Are home CBGs adjusted in the downloaded data? How are sampling bias demographics collected?

I have two questions.

  1. SafeGraph says 30-40% of total devices have troublesome home CBGs and it proposes some methods to deal with CBG sampling bias issues, such as Post-hoc Stratification Re-Weighting. I wonder if our downloaded data has already gone through those adjustments. For example, in patterns dataset, regarding visitor_home_cbgs and distance_from_home, are the home CBGs already adjusted? Meanwhile, due to that home is only identified at the CBG level, how are the distance measured from homes to POIs? Is the home some geometric center of the CBG?

  2. SafeGraph’s sampling bias report in 2019 (Google Colab) shows sampling biases by race, income, and education. I wonder how are those demographics collected due to the data are ananymous? Is this 2019 report the most updated file about the sampling bias information?

Thank you in advance.

Hi @KANGLIN_CHEN_University_of_Florida , thanks for your questions!

  1. Can you link me to where SafeGraph says 30-40% of total devices have troublesome home CBGs and the proposed methods to fix? I believe the data is available “raw” in the sense that you would need to apply the methods yourself, but I can confirm when you link me to the source. As for the second part of the question, according this section of the SafeGraph docs, haversine distance is measured from the visitor’s home geohash-7 and the POI. From what I’ve found, geohash-7 precision gives an area of about 152m x 152m (roughly the size of a square-ish city block). Another part of the documentation that might be helpful is the Determining Home Location section.

  2. I believe the report you referenced is their most recent internal report. There is a slightly more recent academic paper that worked with SafeGraph to assess bias. Here is a webinar where the authors shared their research. I’m not sure if the authors did their analysis with or without the Post-hoc Stratification Re-Weighting (or any other normalization method), but that should be clear from the paper.

Hi Ryan, thank you for the kind reply!

  1. In the same file Google Colab, there are two statements: “These troublesome CBGs contain a relatively large % of the total panel devices (30-40% of total devices), " and " ~ 10% of census block groups (CBGs) show disproportionately and sometimes impossibly high number_devices_residing in the sample panel compared to the true census_population .” I wonder in our downloaded data, if the home CBGs still keep such a high rate of inaccuracy in visitor_home_cbgs, distance_from_home, and the provided panel data (i.e., number_devices_residing) at the CBG level.
    Meanwhile, under others’ questions, I saw someone replied that SafeGraph’s panel data is frequently updated along time (how frequent?). I am dealing with county-level monthly pattern data of 2019-2020 and 2021-2022. Do you think it is “quite important” for me to normalize the number of visits by panel data (e.g., using residing devices to compute sampling rates in each county for different time)?

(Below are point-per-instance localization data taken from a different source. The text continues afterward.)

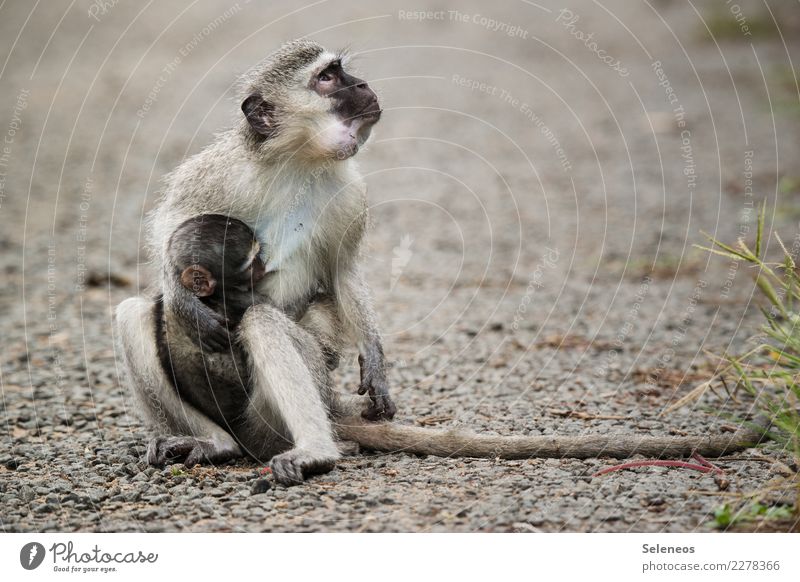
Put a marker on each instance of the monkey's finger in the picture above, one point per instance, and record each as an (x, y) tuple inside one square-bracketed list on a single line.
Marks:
[(195, 457), (286, 472), (153, 456)]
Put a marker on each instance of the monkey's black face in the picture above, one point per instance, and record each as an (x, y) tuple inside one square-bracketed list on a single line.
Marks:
[(353, 100)]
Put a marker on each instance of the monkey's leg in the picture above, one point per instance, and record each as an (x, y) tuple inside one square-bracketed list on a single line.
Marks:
[(321, 320), (180, 429), (290, 388)]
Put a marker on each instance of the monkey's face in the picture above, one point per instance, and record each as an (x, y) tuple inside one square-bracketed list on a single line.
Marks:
[(320, 111), (354, 106)]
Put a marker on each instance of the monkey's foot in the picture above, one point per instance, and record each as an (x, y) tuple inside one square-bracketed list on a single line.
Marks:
[(294, 466), (191, 450), (348, 448)]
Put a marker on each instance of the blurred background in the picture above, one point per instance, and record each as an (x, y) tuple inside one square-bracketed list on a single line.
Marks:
[(537, 182)]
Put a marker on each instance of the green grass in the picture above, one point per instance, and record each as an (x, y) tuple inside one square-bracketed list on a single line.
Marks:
[(770, 372)]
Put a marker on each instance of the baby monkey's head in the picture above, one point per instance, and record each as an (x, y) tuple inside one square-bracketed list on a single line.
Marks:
[(212, 254)]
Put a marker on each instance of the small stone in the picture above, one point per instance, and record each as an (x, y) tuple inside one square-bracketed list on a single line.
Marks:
[(260, 486)]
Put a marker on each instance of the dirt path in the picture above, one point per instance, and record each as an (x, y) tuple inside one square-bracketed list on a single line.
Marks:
[(536, 194)]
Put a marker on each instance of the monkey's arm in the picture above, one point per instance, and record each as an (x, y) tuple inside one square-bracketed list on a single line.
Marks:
[(212, 328), (357, 315)]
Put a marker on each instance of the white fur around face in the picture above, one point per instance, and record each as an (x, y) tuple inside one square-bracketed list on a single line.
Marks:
[(339, 139)]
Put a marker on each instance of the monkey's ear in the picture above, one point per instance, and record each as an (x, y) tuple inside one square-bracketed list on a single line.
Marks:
[(260, 115), (198, 280)]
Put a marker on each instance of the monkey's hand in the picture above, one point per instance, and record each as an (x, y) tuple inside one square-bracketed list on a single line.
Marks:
[(373, 382), (213, 332), (191, 450)]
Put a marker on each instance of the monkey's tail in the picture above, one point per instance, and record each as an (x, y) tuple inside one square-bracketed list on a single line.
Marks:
[(391, 437)]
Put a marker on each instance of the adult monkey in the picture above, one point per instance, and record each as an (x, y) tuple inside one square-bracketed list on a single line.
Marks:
[(286, 171)]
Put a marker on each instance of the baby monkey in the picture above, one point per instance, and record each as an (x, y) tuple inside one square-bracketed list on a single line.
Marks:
[(218, 262)]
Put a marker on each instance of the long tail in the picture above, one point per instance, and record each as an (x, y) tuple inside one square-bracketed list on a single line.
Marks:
[(391, 437)]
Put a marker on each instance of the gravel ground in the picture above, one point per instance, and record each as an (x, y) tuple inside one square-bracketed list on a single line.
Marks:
[(534, 210)]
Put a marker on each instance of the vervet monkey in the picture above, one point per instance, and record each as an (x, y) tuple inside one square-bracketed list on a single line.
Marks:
[(286, 171)]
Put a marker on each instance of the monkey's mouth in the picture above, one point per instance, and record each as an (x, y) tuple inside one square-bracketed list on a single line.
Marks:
[(371, 112)]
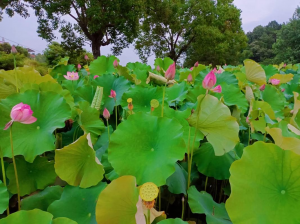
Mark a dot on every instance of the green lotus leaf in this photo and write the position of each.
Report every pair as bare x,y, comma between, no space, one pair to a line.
102,65
4,199
117,203
254,72
141,98
177,182
211,165
51,111
77,204
203,203
234,96
110,82
265,182
146,147
173,221
42,199
275,98
176,94
32,176
89,120
78,165
216,123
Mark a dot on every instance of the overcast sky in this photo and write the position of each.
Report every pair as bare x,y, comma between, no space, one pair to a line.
254,13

  2. I also wonder how the demographic biases (i.e., race, income, and education) are assessed.

  3. I have a follow-up question under another thread about sampling rates that has not been answered. This is related to my first question here. Can you please also look at it? Questions about normalized_visits_ by_state_scaling - #7 by Connie_Chen_University_of_Florida

Hi @Connie_Chen_University_of_Florida , you are welcome! I’ll try to provide some clarity.

  1. For the first question, it is possible the troublesome CBGs will be present in the data you downloaded. The “CBG sink” issue appears several times on SafeGraph’s Known Issues or Data Artifacts page. CBG-level normalization (or micro-normalization) should help with the issue, as it scales the raw number_devices_residing by the Census population estimates, when uses visitor_home_cbgs to more accurately attribute visits.
    a. For the second question, SafeGraph’s panel is updated roughly every month. I believe it is partly changing due to changes in reality (e.g., people moving from place to place) and partly because of improved/updated source data/processes on their side. For best results, I would suggest using the same month’s panel data to normalize the visits (June 2022 panel should be used to normalize June 2022 Patterns).

  2. I believe a great resource for this is the paper I referenced earlier. I don’t think they did any normalization, which could have a major impact.

  3. I will take a look at this other post later today when I get a chance!